One in six patients with systemic lupus erythematosus was readmitted within 30 days after discharge in a multistate, administrative database study of more than 800 hospitals and 55,000 hospitalizations, and these readmissions occurred more often among black and Hispanic patients than whites.
"These findings suggest potential racial disparities in factors that are known to influence readmissions, such as the quality of care delivered in the hospital or during health care transitions to the outpatient settings," lead author Dr. Jinoos Yazdany, codirector of the lupus clinic at the University of California, San Francisco, said in an interview. "Poor access to high-quality care, both in the hospital and in the outpatient clinic, may be contributing, but further research is needed to prove this."

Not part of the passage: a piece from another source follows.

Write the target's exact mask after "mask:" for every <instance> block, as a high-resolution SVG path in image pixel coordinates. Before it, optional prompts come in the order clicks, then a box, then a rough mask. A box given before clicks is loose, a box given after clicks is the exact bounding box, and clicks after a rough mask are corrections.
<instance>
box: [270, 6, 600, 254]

Patients with systemic lupus erythematosus (SLE) on Medicare or Medicaid also had higher readmission rates than those on private insurance, Dr. Yazdany and her associates reported Aug. 11 in Arthritis & Rheumatology.

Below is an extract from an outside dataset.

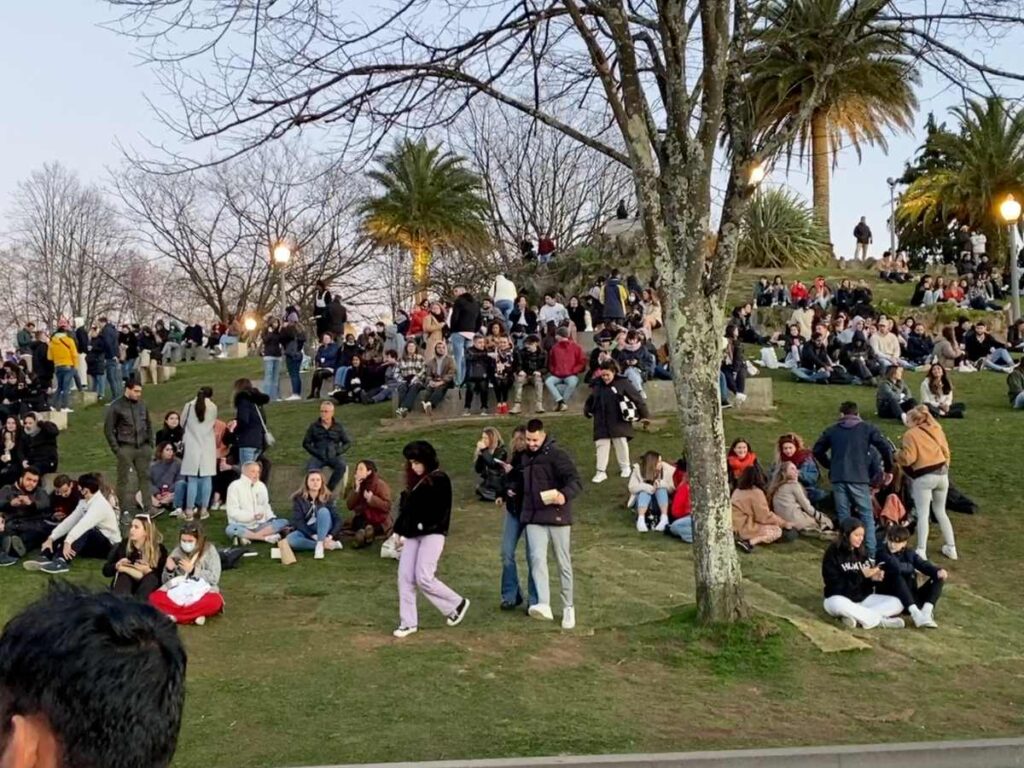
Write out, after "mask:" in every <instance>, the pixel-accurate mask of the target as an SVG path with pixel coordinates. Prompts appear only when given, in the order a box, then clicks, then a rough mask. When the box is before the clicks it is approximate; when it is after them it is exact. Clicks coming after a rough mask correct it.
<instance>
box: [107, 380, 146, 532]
mask: <svg viewBox="0 0 1024 768" xmlns="http://www.w3.org/2000/svg"><path fill="white" fill-rule="evenodd" d="M103 434H104V435H105V436H106V442H108V443H109V444H110V446H111V451H113V452H114V455H115V456H116V457H117V458H118V500H119V502H120V503H121V513H122V514H128V513H129V511H130V510H131V509H134V507H135V506H137V505H136V504H135V499H134V496H133V494H132V493H131V492H130V490H129V487H130V478H131V472H132V470H134V471H135V479H136V482H137V483H138V489H139V493H140V494H141V496H142V503H143V504H144V503H145V502H146V501H147V500H148V499H151V498H152V495H151V493H150V460H151V459H152V458H153V422H152V421H151V420H150V410H148V409H147V408H146V407H145V403H144V402H143V401H142V385H141V383H139V381H138V380H137V379H132V380H131V381H129V382H128V385H127V386H126V387H125V391H124V394H123V395H122V396H121V397H119V398H118V399H116V400H114V402H112V403H111V407H110V409H109V410H108V412H106V421H105V423H104V424H103Z"/></svg>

Up to 25% of patients with SLE are hospitalized each year, and SLE has the sixth-highest readmission rate of any medical condition in the United States. To better characterize SLE readmissions, the researchers analyzed an administrative dataset representing 31,903 adult patients with SLE admitted at 810 hospitals in California, Florida, New York, Utah, and Washington during 2008-2009 (Arthritis Rheumatol. 2014 Aug. 11 [doi: 10.1002/art.38768]).

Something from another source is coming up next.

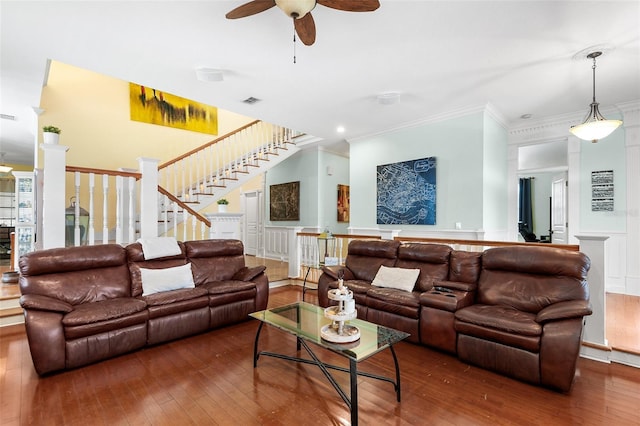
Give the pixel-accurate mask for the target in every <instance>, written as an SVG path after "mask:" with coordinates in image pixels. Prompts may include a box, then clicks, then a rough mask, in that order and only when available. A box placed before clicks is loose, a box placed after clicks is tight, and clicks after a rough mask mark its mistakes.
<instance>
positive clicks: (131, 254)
mask: <svg viewBox="0 0 640 426" xmlns="http://www.w3.org/2000/svg"><path fill="white" fill-rule="evenodd" d="M178 245H179V246H180V251H181V253H180V254H179V255H175V256H167V257H162V258H158V259H150V260H145V258H144V252H143V249H142V245H141V244H140V243H133V244H129V245H128V246H126V247H125V250H126V252H127V259H128V265H129V271H130V274H131V294H132V296H133V297H136V298H139V299H141V300H143V301H144V302H145V303H146V305H147V310H148V311H149V324H148V329H147V333H148V334H147V344H149V345H155V344H158V343H161V342H166V341H169V340H175V339H178V338H180V337H184V336H190V335H192V334H197V333H201V332H203V331H205V330H206V329H207V328H208V327H209V295H208V292H207V290H206V289H205V288H202V287H196V288H181V289H176V290H170V291H162V292H159V293H153V294H149V295H147V296H143V295H142V294H143V288H142V274H141V272H140V269H142V268H144V269H166V268H173V267H176V266H183V265H186V264H187V256H186V248H185V244H184V243H182V242H178Z"/></svg>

Of 55,936 total hospitalizations, 9,244 (16.5%) led to readmission within 30 days, the investigators reported. Patients were more likely to be readmitted if they were younger (odds ratio, 0.98 per year; 95% confidence interval, 0.98-0.98); black (OR, 1.18; 95% CI, 1.09-1.28); Hispanic (OR, 1.12; 95% CI, 1.02-1.22); or had Medicare or Medicaid versus private insurance (OR, 1.57; 95% CI, 1.45-1.69; and OR, 1.53; 95% CI, 1.40-1.67, respectively), the researchers added.
While SLE tends to be worse in younger patients, its greater prevalence and severity in minorities appears to be multifactorial, Dr. Yazdany said. "Environmental, psychosocial, biologic, and health care factors seem to all play a role," she noted. "This means that no one strategy will be enough to eliminate disparities in SLE."
Clinical features of SLE most often associated with readmission included lupus nephritis, serositis, and thrombocytopenia, the researchers added. New York hospitals had significantly lower risk-adjusted readmission rates than did those in California (OR, 0.77; 95% CI, 0.70-0.85), while hospitals in Florida had significantly higher rates (OR, 1.20; 95% CI, 1.11-1.32), compared with California, they reported.
"We should learn more about the systems that New York has in place for SLE patients, including whether the high concentration of dedicated SLE centers helps improve the quality of care," Dr. Yazdany said. Improving discharge planning, hospital transitions, coordination of care, and patient education are known to prevent avoidable hospitalizations in the overall population, she said. "To reduce readmissions in SLE, we need to investigate all of these strategies."
Notably, hospitals with high readmission rates for SLE did not also have higher rates for common chronic diseases such as heart disease or pneumonia, the researchers reported. "This tells us that it is important to look at SLE separately to properly target quality improvement initiatives," Dr. Yazdany said. "SLE requires highly coordinated, interdisciplinary care both in the hospital and during outpatient transitions, and our study implies that some hospital systems are doing a better job than others in caring for these patients."
Using readmissions to grade hospital quality is controversial, Dr. Yazdany noted. "However, readmissions can also serve as an outcome measure to help us identify disparities in care and to target quality improvement initiatives," she said. "Now that we know that there is significant unexplained variation in SLE readmission rates across states, the next step is to develop interventions to improve this outcome, particularly in high-risk patients."
Some states did not report whether admissions were planned, which could have led investigators to misclassify planned rehospitalizations as acute readmissions, they said. The dataset used in the study also had sparse clinical information, making it impossible to determine if readmissions were preventable, they added.
The study was partly funded by the National Institute of Arthritis and Musculoskeletal and Skin Diseases. The authors reported no conflicts of interest.